Fachbeiträge

Mietzahlungen für die Unterkunft eines studierenden Kindes.

Eine Medizinstudentin machte Kosten für ihr Studium als vorweggenommene Werbungskosten wegen zukünftiger Einkünfte aus nichtselbständiger Arbeit geltend. Darunter Aufwendungen für eine Maklerprovision und Anmietung der Wohnung.

Das Finanzgericht Niedersachsen (Urteil vom 25.02.2016-1 K 169/15) hat den Werbungskostenabzug dem Grunde nach zugelassen, da eine abgeschlossene Berufsausbildung als Tierarzthelferin vorausgegangen war. Es sah eine hohe Wahrscheinlichkeit dafür, dass die Klägerin nach Abschluss des Medizinstudiums eine nichtselbständige Tätigkeit (z.B. als Assistenzärztin) ausüben wird und somit einen ausreichenden Zusammenhang mit späteren Einkünften aus nichtselbständiger Arbeit.

Das eigentliche Problem bestand in der Berücksichtigung der Maklerkosten und Miete für die Wohnung. Da die Studentin über keine Einkünfte verfügte, wurden die Mietverträge zwischen der Vermieterin und dem Vater der Studentin geschlossen. Dieser zahlte auch Maklerkosten und Mieten.

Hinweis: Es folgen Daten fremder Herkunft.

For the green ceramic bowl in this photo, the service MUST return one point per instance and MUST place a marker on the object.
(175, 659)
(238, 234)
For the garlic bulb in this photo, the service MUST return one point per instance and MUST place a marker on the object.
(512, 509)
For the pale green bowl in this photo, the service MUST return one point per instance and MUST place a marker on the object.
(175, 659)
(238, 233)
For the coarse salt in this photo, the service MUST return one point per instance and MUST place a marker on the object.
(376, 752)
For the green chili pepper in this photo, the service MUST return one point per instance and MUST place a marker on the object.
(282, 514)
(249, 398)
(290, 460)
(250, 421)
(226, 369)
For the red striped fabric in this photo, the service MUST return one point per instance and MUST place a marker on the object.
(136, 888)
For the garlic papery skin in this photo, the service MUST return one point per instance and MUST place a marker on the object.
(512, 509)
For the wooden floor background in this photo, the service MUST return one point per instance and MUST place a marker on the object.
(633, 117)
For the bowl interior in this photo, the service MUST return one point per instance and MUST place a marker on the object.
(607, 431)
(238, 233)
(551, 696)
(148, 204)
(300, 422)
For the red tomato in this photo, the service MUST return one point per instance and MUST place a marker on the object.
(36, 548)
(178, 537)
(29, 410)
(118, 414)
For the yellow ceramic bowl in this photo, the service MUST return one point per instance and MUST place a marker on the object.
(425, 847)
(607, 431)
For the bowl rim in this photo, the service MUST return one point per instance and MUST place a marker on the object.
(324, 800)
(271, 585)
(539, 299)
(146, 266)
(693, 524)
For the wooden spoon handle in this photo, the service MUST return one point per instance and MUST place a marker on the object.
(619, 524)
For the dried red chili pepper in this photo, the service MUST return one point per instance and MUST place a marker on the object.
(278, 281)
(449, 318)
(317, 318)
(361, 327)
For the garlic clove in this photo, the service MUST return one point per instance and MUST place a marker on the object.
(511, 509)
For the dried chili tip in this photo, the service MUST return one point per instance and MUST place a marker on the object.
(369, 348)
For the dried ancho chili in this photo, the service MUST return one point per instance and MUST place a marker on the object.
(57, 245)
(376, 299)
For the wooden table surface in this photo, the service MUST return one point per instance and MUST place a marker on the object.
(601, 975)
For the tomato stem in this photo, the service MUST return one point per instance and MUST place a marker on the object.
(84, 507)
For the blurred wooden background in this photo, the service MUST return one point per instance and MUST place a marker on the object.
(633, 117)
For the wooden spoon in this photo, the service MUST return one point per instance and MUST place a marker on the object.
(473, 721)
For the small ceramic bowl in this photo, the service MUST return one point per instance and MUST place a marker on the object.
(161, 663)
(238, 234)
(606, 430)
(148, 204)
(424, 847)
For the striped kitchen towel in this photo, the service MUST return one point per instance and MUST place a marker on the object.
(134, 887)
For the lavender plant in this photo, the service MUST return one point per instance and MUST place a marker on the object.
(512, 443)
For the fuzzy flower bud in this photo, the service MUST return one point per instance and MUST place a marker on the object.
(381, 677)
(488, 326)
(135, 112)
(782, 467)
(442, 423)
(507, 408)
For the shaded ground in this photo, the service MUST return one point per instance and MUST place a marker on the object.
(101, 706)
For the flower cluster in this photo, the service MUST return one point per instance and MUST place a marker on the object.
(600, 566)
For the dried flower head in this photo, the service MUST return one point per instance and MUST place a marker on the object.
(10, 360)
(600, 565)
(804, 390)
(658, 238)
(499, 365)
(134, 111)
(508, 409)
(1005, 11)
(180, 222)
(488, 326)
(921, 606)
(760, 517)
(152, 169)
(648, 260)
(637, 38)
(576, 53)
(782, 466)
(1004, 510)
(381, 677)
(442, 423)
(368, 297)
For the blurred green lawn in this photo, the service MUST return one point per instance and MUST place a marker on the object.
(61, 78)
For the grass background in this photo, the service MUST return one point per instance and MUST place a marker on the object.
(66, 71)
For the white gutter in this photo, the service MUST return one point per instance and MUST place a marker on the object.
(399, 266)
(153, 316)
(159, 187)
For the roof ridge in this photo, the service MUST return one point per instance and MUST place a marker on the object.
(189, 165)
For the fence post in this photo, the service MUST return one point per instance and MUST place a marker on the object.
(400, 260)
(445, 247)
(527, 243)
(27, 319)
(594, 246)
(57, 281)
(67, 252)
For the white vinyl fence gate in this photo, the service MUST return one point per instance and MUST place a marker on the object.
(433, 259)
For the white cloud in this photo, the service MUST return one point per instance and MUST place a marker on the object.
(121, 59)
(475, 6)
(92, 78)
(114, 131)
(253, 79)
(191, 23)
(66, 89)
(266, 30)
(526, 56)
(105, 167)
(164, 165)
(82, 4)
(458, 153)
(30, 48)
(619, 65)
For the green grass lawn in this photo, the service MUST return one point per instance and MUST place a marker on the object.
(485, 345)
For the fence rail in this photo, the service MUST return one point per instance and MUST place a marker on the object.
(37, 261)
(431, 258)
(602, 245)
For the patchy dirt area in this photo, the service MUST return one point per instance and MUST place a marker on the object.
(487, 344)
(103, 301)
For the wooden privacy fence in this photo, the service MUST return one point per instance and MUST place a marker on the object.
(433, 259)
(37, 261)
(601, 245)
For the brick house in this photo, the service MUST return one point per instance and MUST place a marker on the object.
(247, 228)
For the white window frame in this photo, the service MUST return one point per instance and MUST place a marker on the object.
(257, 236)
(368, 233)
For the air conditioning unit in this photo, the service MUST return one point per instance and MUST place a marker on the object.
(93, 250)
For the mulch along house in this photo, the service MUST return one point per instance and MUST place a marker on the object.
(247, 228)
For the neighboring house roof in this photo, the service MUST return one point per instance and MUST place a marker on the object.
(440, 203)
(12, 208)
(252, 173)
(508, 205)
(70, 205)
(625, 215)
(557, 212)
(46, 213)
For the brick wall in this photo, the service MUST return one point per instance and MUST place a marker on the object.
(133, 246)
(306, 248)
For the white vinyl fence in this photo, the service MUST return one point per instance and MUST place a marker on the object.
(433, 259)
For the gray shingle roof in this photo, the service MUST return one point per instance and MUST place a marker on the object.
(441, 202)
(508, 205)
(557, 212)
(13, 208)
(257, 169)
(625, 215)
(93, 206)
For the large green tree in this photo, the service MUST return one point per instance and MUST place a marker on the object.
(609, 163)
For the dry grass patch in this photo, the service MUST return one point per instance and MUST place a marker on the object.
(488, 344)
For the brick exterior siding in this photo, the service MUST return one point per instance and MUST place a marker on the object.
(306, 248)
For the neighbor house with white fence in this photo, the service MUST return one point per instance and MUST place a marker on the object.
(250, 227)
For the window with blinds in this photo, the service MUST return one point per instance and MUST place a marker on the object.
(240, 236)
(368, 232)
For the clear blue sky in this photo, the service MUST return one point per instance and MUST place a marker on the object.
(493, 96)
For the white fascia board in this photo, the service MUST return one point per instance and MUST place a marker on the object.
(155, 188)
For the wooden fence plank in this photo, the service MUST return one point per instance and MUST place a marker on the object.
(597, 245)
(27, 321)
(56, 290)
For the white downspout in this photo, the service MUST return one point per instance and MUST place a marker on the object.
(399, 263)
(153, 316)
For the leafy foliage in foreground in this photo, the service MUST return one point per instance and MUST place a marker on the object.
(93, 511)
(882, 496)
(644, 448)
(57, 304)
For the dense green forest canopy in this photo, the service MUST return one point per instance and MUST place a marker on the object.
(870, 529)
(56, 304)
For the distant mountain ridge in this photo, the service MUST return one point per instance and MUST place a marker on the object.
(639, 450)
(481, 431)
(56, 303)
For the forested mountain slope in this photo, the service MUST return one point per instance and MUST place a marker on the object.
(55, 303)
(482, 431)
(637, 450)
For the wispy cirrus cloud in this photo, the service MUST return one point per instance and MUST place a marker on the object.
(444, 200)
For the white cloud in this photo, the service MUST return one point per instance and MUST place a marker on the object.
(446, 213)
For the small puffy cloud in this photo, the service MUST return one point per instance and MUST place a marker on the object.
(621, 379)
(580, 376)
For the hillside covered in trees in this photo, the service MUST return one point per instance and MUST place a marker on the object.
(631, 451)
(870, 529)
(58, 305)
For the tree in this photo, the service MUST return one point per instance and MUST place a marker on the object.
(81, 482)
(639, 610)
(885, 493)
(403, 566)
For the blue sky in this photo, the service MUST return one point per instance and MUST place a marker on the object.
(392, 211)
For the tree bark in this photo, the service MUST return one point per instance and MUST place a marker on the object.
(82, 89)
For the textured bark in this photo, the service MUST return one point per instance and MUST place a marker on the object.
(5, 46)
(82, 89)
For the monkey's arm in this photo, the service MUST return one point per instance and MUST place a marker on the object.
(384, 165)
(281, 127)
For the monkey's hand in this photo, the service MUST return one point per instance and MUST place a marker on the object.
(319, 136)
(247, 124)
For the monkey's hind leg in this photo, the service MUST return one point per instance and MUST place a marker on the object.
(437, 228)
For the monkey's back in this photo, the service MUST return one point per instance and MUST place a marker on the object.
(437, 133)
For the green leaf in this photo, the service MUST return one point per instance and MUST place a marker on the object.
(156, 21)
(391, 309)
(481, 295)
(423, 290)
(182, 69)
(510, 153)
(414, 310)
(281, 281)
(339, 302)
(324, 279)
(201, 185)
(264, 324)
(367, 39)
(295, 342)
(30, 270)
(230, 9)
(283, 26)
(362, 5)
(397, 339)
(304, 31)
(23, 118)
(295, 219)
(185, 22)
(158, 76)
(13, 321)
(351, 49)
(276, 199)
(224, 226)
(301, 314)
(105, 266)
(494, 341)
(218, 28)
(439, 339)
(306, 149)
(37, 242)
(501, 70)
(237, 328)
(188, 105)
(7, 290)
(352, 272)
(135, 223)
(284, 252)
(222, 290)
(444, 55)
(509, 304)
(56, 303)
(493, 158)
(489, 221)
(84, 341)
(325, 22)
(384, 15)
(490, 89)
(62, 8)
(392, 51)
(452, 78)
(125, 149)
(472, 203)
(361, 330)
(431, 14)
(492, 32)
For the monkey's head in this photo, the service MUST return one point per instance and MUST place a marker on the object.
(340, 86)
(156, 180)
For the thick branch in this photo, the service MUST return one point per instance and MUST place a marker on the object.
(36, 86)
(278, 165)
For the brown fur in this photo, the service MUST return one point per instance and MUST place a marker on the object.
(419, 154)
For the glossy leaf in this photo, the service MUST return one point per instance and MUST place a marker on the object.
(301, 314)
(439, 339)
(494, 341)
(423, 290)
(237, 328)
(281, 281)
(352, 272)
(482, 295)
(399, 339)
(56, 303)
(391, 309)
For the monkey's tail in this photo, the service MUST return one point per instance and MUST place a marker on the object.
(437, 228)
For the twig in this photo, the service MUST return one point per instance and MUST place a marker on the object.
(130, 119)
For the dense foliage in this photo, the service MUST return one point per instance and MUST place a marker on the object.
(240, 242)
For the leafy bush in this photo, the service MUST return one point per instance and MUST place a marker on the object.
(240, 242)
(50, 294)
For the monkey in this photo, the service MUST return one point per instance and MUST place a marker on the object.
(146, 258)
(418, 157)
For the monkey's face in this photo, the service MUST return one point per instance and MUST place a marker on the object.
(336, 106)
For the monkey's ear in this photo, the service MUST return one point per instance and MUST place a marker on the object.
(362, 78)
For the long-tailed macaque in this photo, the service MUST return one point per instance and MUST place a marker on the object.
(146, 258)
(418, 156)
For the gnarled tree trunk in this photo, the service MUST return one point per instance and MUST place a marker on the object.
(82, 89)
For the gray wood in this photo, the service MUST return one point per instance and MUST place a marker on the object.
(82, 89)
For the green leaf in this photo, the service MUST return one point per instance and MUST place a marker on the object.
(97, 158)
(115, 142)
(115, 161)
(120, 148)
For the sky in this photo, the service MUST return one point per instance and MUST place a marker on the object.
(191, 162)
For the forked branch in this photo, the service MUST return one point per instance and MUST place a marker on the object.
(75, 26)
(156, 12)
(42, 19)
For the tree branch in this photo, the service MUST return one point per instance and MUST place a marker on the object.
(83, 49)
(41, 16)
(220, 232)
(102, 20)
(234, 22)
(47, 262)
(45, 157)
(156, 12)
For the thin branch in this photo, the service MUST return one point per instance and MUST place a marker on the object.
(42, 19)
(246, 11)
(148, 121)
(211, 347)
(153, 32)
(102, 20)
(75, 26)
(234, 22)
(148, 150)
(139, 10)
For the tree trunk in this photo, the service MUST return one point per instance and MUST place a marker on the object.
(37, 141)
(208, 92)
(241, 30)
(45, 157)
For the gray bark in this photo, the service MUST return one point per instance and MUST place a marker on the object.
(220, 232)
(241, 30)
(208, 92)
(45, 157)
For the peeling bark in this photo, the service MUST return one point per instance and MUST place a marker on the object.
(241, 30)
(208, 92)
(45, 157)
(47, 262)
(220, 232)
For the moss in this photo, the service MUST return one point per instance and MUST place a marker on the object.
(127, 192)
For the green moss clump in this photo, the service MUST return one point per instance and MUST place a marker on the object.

Aufwendungen eines Dritte finden beim Empfänger steuerliche Berücksichtigung, wenn ein abgekürzter Vertrags- oder Zahlungsweg vorliegt.

Ein abgekürzter Zahlungsweg ist gegeben, wenn der Zuwendende einvernehmlich die Schuld des Empfängers tilgt, statt ihm den Geldbetrag unmittelbar zu überlassen.

Etwas anders ist es beim abgekürzten Vertragsweg. Hier hat der Vater einen eigenen Vertrag abgeschlossen und aufgrund dessen seine eigene geschuldete Zahlung geleistet. Wenn er aber für die Empfängerin (Tochter) einen Vertrag abschließt und die Zahlungen mit Zuwendungswillen leistet, können sie ebenfalls als Werbungskosten berücksichtigt werden. 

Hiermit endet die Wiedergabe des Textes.